Documentation that includes working code samples to demonstrate how to use a component or service makes it easier for developers to use it successfully. Google’s research on API usability highlights the importance of working code samples for a new developer using an API, for example.

Example

The U.S. Web Design System provides accessible, brand-compliant code snippets and components for developers.

Starter kits

Similar to code samples, starter kits may give developers an entire working “hello world” application. This can be a compelling way to demonstrate how to use several parts of your platform at once, baking “the right thing” into sample code to help teams ramp up quickly. If your starter kit’s code already complies with governance requirements, application teams will have a head start toward successfully meeting those requirements in their final product.

Example

Google’s App Engine product provides entire working “hello world” applications that demonstrate a range of the platform’s services. Being able to deploy these with low effort gives developers an easy, fully working starting point they can build upon.

Training

Part of making the right thing the easiest thing comes down to awareness. Developers have to keep a lot of business and user needs top of mind as they build, in addition to coding best practices. With so many streams of knowledge required to build the right thing, many developers just aren’t aware or practiced in all the governance requirements their app needs to meet. A platform team can make the unknowns known by offering training on crucial governance topics.

Example

Digital Services Georgia (DSGa) provides content managers using their GovHub content management platform with a variety of training options, including analytics, accessibility, and plain language training.

Customer support

Even after training, it’s not realistic to expect a team to get everything right immediately. Technical systems are nuanced and complex, and everyone needs help sometimes. Friendly, prompt attention from a platform team dedicated to helping app teams be successful are an essential part of a recipe for platform success.

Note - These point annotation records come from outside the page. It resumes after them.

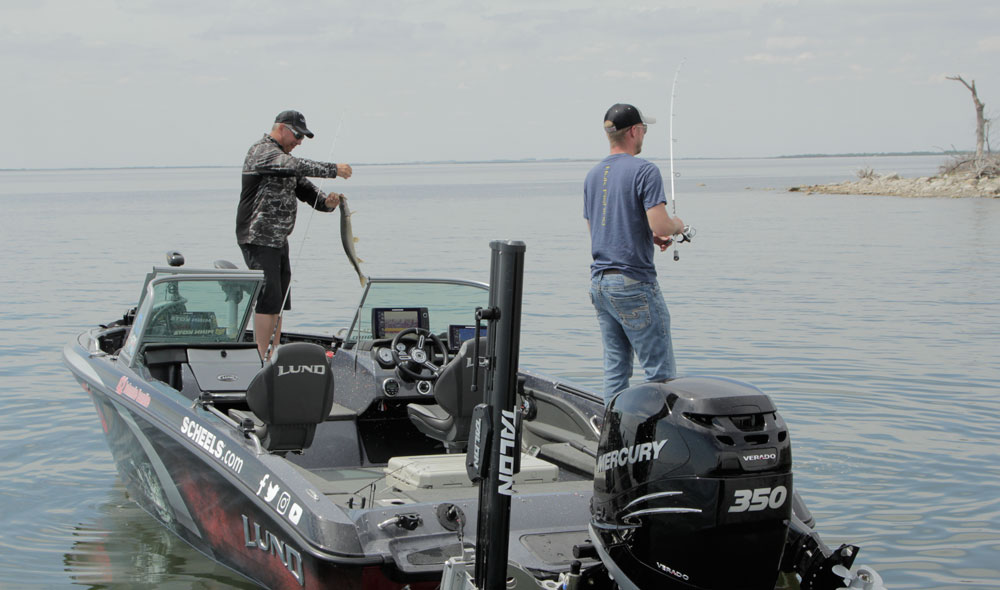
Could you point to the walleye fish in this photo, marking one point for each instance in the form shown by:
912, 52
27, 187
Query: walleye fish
348, 240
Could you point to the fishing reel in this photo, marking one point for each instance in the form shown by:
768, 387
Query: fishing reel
685, 236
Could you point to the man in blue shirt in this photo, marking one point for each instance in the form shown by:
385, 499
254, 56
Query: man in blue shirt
626, 212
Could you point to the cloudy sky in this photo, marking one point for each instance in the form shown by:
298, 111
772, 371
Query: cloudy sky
106, 83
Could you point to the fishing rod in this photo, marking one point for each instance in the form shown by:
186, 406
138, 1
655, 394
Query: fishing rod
305, 234
688, 232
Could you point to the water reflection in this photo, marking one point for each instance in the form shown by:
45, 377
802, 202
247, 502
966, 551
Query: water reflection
122, 547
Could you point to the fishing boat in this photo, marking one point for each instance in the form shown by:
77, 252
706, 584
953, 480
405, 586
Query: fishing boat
409, 450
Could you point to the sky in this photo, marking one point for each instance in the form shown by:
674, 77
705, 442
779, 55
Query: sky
121, 83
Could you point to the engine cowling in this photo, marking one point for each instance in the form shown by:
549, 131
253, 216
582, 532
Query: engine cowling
693, 486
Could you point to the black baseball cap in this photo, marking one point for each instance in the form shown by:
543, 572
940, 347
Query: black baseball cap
622, 116
295, 120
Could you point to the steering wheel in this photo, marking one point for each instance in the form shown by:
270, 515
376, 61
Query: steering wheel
416, 362
161, 315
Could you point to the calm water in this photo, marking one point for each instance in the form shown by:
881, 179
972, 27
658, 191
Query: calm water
873, 322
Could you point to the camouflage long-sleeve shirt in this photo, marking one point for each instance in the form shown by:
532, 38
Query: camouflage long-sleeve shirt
272, 181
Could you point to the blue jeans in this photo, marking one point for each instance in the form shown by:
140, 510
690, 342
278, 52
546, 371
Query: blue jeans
634, 318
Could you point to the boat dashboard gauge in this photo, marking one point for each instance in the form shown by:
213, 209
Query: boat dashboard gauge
384, 356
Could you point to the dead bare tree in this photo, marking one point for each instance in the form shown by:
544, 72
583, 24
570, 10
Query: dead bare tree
980, 117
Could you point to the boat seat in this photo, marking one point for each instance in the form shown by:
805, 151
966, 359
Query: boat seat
290, 395
449, 419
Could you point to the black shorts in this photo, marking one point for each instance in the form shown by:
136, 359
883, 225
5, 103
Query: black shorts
277, 276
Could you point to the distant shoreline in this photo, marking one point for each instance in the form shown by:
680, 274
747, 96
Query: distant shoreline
501, 161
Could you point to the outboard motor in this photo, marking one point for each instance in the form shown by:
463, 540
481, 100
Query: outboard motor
693, 489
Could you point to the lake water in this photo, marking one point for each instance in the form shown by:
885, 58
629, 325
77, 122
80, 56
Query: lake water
873, 323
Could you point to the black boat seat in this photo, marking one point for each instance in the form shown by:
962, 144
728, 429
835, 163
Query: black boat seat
290, 395
449, 419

Layers of governance – from written to coded, and everything in between

As shown in our examples above, there are many ways to meet quality standards and incentivize platform adoption. Your approach may vary over time, establishing different levels of nuance to ensure quality, and can be layered to complement each other and improve the process.

No platform will start out with mature governance processes. They’re to be evolved and iterated upon over time, adding features as the platform matures. The key to success is to include a governance strategy as part of the human-centered design and product management strategy.